Annem sır gibi saklamış Simko’yu
Forum Haberleri —

Simkoyê Şikak
- Yaşanan acı tarihin kuşaktan kuşağa nasıl aktarıldığını anladım. Daha nice Kürt annesinin sandığında gizlice daha ne fotoğraflar saklamış olabileceğini düşündüm.
OKTAY CANDEMİR
Simkoyê Şikak… 1887-1930 yılları arasında yaşamış Kürt isyan lideri. 1. Dünya savaşı sırasında Osmanlı ve İran’a karşı defalarca isyan etmiş ve birçok kentin hâkimiyetini uzunca bir süre elinde tutmuştur. Yer yer Irak ve İngilizlerle de savaşmıştır.
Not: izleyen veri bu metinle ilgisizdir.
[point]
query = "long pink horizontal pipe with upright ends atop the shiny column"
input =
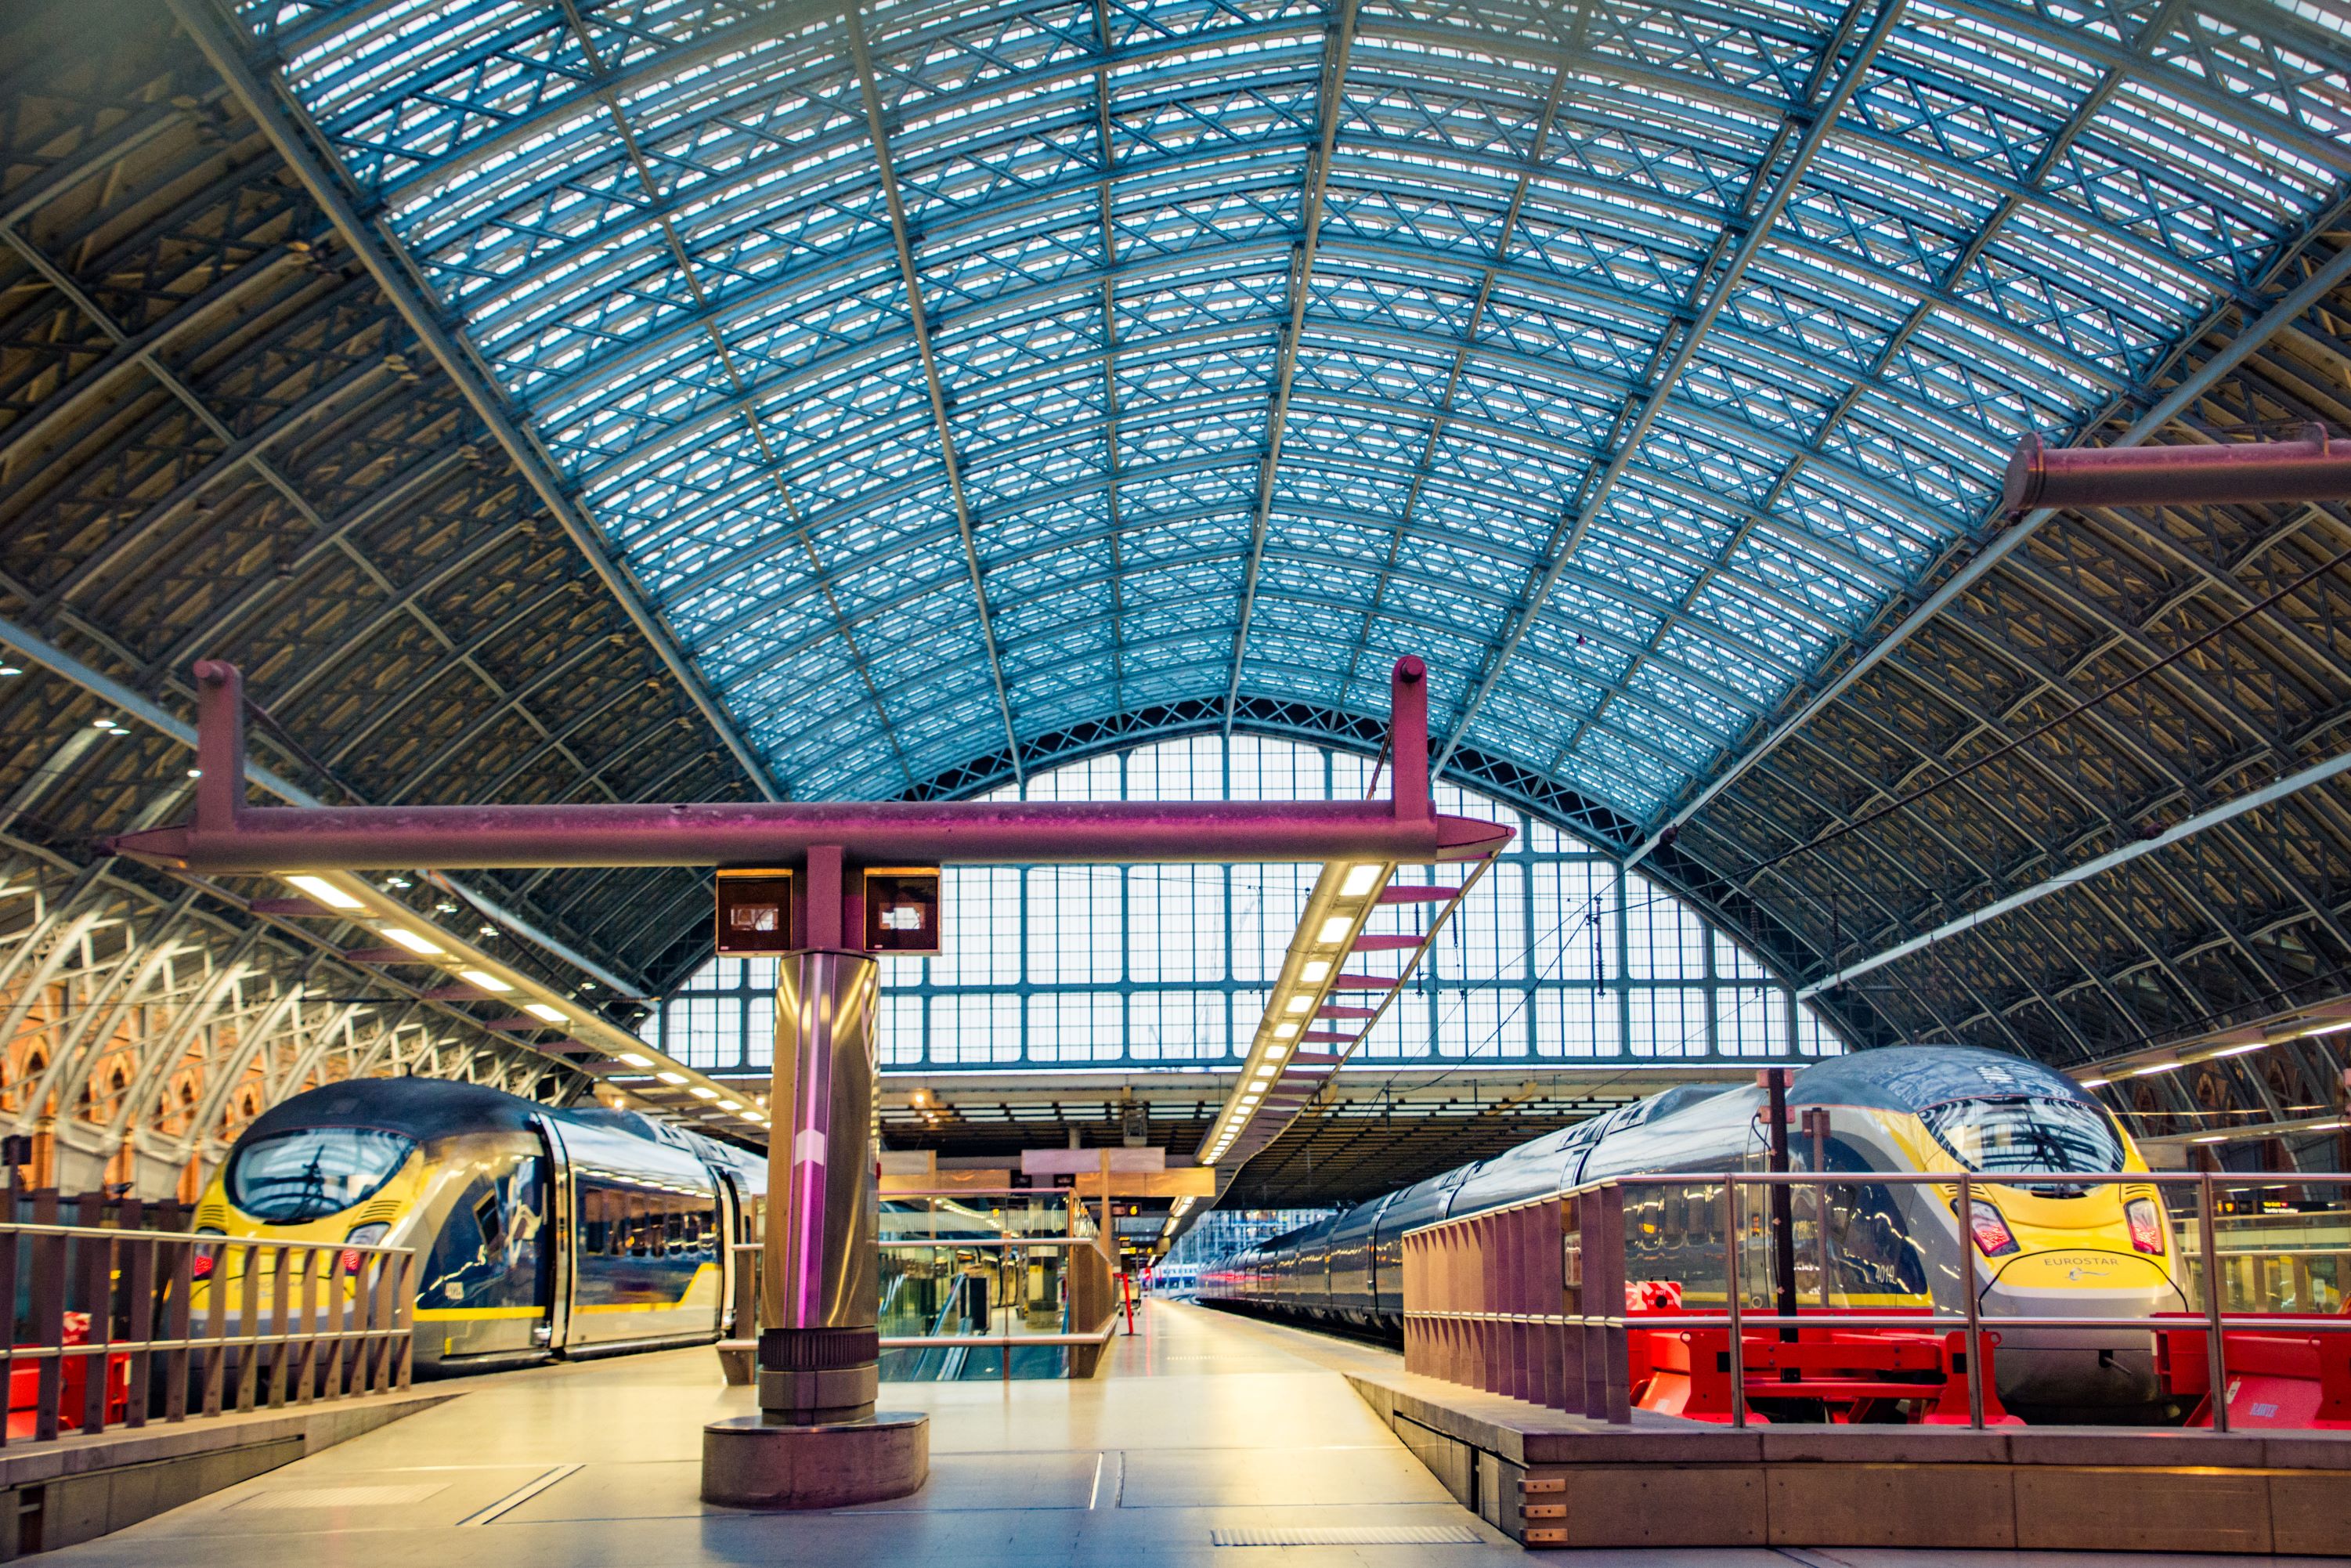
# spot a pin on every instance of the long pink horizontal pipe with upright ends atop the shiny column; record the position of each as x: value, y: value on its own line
x: 232, y: 838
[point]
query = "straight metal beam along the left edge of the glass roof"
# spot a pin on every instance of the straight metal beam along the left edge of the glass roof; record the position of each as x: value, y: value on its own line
x: 394, y: 269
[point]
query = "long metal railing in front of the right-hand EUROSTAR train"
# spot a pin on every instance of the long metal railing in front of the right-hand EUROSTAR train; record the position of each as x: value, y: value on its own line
x: 1536, y: 1301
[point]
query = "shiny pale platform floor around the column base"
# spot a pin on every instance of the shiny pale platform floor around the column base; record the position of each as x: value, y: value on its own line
x: 1205, y: 1433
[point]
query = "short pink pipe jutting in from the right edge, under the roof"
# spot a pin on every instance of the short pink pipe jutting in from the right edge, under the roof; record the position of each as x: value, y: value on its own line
x: 2239, y: 474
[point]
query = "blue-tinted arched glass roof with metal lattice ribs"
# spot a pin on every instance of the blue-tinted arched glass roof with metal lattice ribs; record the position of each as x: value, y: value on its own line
x: 965, y: 373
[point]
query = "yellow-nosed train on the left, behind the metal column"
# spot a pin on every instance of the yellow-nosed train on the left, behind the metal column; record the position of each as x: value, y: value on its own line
x: 537, y: 1231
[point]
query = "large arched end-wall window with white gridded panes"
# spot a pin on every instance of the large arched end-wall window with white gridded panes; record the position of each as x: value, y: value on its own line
x: 1560, y: 956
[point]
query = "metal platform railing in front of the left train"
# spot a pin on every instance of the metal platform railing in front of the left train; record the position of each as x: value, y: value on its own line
x: 116, y: 1327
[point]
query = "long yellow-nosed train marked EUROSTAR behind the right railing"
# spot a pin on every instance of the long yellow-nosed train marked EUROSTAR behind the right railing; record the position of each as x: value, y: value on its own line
x: 2049, y: 1247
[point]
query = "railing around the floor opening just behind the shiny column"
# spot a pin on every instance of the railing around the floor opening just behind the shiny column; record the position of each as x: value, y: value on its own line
x: 1038, y: 1252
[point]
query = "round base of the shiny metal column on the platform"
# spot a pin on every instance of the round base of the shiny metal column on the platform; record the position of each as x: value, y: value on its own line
x: 753, y: 1466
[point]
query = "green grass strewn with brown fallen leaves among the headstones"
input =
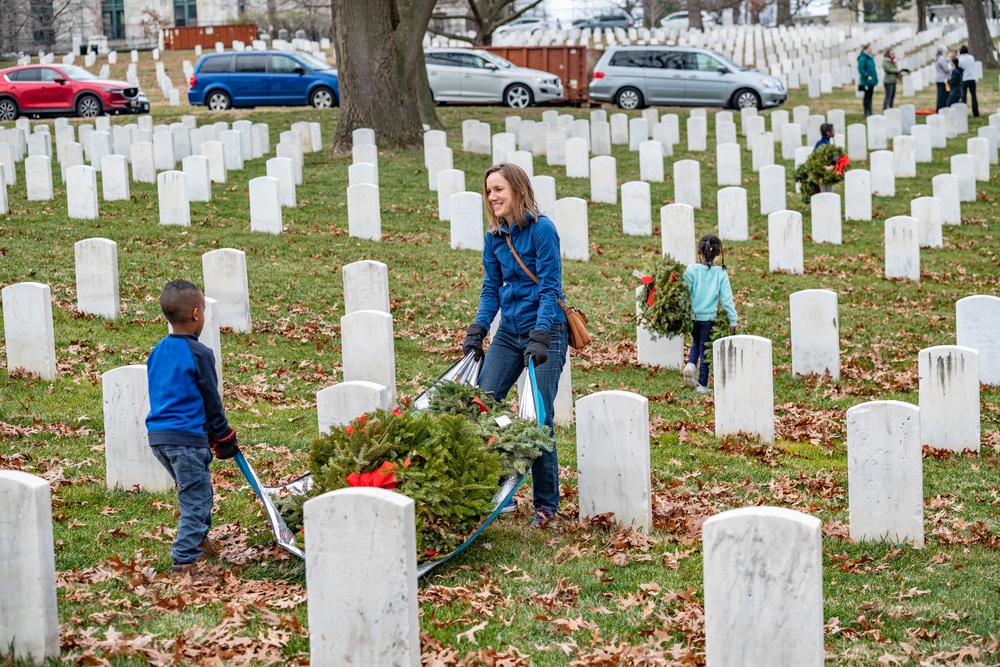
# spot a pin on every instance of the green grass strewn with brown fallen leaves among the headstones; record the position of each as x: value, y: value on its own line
x: 556, y: 595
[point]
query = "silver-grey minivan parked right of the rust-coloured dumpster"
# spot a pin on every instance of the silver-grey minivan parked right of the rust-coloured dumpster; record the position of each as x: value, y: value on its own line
x: 637, y: 76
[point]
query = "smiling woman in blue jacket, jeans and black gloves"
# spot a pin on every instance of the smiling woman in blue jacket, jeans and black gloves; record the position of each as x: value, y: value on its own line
x: 532, y: 324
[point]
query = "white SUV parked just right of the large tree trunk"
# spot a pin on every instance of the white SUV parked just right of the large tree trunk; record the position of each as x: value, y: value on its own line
x: 474, y: 75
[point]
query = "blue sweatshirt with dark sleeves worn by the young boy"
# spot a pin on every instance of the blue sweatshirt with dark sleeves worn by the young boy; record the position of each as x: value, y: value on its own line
x: 184, y: 402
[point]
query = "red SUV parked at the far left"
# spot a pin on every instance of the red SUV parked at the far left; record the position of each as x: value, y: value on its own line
x: 65, y: 90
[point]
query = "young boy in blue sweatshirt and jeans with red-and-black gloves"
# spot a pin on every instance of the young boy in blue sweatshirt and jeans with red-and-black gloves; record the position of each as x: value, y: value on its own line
x: 186, y: 420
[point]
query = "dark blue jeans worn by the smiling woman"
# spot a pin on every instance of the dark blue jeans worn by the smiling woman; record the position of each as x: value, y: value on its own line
x: 503, y: 365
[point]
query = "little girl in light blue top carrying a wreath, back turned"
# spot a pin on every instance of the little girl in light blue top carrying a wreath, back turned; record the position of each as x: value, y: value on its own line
x: 708, y: 283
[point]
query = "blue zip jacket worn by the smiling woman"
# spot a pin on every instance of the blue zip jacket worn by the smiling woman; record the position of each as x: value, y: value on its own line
x: 506, y: 287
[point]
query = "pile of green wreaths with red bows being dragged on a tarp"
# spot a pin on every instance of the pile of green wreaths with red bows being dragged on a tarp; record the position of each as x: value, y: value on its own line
x: 449, y: 459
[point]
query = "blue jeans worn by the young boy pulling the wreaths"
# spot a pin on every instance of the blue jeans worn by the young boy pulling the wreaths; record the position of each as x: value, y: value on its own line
x: 189, y: 468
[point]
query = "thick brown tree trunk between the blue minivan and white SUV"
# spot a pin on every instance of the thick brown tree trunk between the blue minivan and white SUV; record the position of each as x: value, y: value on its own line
x: 379, y: 61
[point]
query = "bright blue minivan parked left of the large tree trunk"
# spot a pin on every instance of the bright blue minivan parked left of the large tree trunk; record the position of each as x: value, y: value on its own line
x: 263, y: 78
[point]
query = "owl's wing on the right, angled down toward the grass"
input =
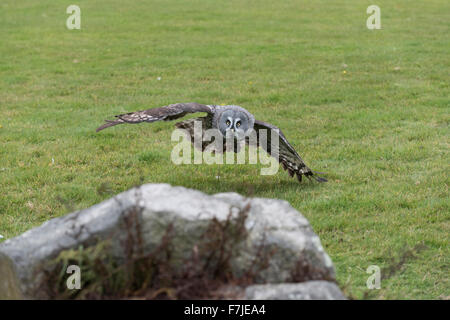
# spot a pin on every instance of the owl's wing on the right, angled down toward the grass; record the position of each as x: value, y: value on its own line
x: 285, y: 153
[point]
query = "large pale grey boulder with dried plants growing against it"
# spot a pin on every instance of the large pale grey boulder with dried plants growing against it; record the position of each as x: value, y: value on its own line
x: 151, y: 209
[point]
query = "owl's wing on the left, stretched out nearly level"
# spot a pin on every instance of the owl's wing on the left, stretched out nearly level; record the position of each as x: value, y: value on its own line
x: 167, y: 113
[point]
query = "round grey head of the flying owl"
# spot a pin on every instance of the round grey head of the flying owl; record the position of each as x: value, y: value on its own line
x: 234, y: 121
Önceden klasik bir aşiret lideriyken Şeyh Ubeydullah’ın oğlu Seyit Taha ile tanışması onun bölgesellikten çıkıp daha ulusal düşüncelerle tanışmasında önemli rol oynadı.
Rojhilat Kürtlerinden olan Simkoyê Şikak, 30 Haziran 1930’da anlaşma yapmak üzere çağrıldığı Tahran’da İran şahı tarafından pusuya düşürülmüş ve henüz 43 yaşındayken yanındakilerle birlikte katledilmiştir.
İran şahı tarafından katledilişinin üzerinden 92 yıl geçti. Şimdi diyeceksiniz ki; ölüm yıldönümü olan 30 Haziran’dan neredeyse 20 gün geçti, niye şimdi yazıyorsun?
Sonuna kadar haklısınız ama yazının tamamını okuyunca sanırım benim de haklı olduğumu düşüneceksiniz.
Aslında bu yazıyı Simko’nun hayatını anlatmak için yazmadım. Zaten onun yaşamı ve yaptıkları çok geniş kitleler tarafından biliniyor.
Geçen hafta annemin 50 yıllık sandığının içinden bugüne kadar hiç görmediğim bir fotoğrafa denk geldim. Genç Simkoyê Şikakê’nin elinde silahı ve yanında bir adam ile çektiği tarihi bir fotoğraf. Bugüne kadar hiç görmemiştim.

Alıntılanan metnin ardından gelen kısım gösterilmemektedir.